Regular readers of this blog know that its primary mission is to discuss the topic of environmental sustainability in general, and environmental sustainability in the graphic communications industry in particular. Regular readers also know—either to their delight or annoyance, I’m not entirely certain—that the blog also likes to occasionally go off on tangents related to general nature and science, as the blog finds endlessly fascinating the little details (and main points) of what it is we are actually trying to sustain. The blog recognizes that this is a family blog, and whilst I do not envision families sitting around their computers reading aloud Going Green posts—which would be flattering, but weird—we do try to keep the topics here respectable, although the unfortunate faint whiff of snark occasionally wafts up from under the door, no matter how many towels we stuff in the crack. And though not entirely of Victorian temperament, your blogger does try to keep it fairly dignified here in the Going Greenosphere. What I am circumlocuting is to point out that, well, once in a while even Shakespeare throws in a drunken porter scene, and after all  it is a hot summer Friday the 13th, so I am going to sum up what follows in two words: dinosaur sex. Thus forewarned, venture on at your own discretion. The Huffington Post had a post on the topic on Wednesday (which I only just became aware of thanks to Esquire’s Charles Pierce). They provide a summary of the current understanding among paleontologists of how those old thunder lizards—to slightly paraphrase T. Rex—“got it on.” After all, think about a stegosaurus with the armor plates and spikes and everything and how all that lot might have, shall we say, spoiled the mood. Or perhaps not. Who am I to judge? Still, it can’t have been easy. Speaking of equipment, dinosaurs are not likely to have had the standard issue to which we mammals are accustomed:
The males and females of modern-day birds and reptiles have a single body opening for urination, defecation, and reproduction--something called a cloaca (Latin for sewer).
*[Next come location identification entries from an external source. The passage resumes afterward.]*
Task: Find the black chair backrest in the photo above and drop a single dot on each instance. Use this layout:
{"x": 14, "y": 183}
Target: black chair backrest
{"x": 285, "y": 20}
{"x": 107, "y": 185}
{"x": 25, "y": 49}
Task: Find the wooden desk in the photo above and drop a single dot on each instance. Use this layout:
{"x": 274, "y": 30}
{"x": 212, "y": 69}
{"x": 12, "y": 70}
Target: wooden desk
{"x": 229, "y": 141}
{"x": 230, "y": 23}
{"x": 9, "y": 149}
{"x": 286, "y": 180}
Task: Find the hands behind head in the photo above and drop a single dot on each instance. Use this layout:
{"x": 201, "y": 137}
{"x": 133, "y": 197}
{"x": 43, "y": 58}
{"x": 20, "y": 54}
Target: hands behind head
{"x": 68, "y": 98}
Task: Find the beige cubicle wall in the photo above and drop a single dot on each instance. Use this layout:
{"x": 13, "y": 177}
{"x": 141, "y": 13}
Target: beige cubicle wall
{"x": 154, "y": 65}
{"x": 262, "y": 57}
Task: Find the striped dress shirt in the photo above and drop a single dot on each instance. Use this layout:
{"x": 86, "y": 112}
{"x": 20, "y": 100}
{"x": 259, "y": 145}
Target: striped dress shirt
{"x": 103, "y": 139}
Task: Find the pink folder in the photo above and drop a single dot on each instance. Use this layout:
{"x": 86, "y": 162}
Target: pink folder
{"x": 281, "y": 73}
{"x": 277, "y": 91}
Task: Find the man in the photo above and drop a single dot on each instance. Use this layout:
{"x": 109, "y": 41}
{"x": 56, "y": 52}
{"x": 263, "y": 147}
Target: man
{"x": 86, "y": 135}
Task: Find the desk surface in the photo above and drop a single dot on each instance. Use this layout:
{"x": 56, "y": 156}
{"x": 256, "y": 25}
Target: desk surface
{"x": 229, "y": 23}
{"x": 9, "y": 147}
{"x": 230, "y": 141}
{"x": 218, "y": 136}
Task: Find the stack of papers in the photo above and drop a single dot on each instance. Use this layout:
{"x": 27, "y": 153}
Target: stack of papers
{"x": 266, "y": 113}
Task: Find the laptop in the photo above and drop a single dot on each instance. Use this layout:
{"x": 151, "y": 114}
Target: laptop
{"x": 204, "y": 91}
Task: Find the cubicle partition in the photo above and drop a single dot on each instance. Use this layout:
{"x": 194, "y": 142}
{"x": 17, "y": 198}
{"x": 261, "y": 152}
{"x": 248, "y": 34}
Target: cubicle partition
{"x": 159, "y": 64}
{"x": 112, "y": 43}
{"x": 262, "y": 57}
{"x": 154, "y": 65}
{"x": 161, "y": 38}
Paleontologists believe that dinosaurs had the same basic equipment, and that they coupled by pressing their cloacas together.
I never realized the etymology of cloaca. Anyway, there were some intriguing evolutionary developments amongst the reptiles and birds:
some birds have penises and crocodiles sport penis-like "intromittent organs," and male dinosaurs might have had something similar.
They then proceed to speculate about Tyrannosaurus Rex, and I have been warned about using the word Brobdingnagian, so we shall briskly move along. As for the mechanics of the process, scientists are pretty clear on how that was managed. British paleontologist (Mr.) Beverly Halstead gave some pretty candid talks about dinosaur mating, and summed it up in a 1988 article in the late (and lamented) magazine Omni:
All dinosaurs used the same basic position to mate. Mounting from the rear, he put his forelimbs on her shoulders, lifting one hind limb across her back and twisting his tail under hers to align the cloaca.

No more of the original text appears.